World wheat output jumped 12.4 per cent in 2008 to 686 million tonnes, driving global cereals output to record highs, the United Nations’ Food and Agriculture Organization said Feb. 12, raising its earlier estimates.
But smaller planted areas and bad weather are likely to trigger a fall in output of wheat and other cereals in major producing countries this year, the FAO said in its Crop Prospects and Food Situation report (www.fao.org).
Smaller maize crops were expected this year in southern Africa and South America where drought has hit major producing areas and farmers have already scaled down their planting plans because of high production costs, FAO said.
It did not give more precise forecast for 2009.
Last year, the world cereals output rose 6.6 per cent to a record of 2.272 billion tonnes, paving the way for a recovery in balance between supply and demand, the Rome-based agency said.
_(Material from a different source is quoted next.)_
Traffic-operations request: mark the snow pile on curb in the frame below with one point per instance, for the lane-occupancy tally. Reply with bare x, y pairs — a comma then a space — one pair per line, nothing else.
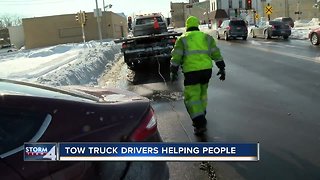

Based on the latest estimates of cereal output in 2008 and the expected consumption in 2008-09, FAO said it forecast world cereal stocks by the close of seasons ending in 2009 to rise 16 per cent to 496 million tonnes, the highest level since 2002.
Wheat inventories are expected to rise 24 per cent, up from their low opening levels with most of the growth expected in the EU, Canada, the United States and some ex-Soviet countries.
FAO said it expected the use of cereals for biofuels production to rise 22 per cent in 2008-09 marketing year ( July/ June) to a total of 104 million tonnes, or 4.6 per cent of the world cereals output.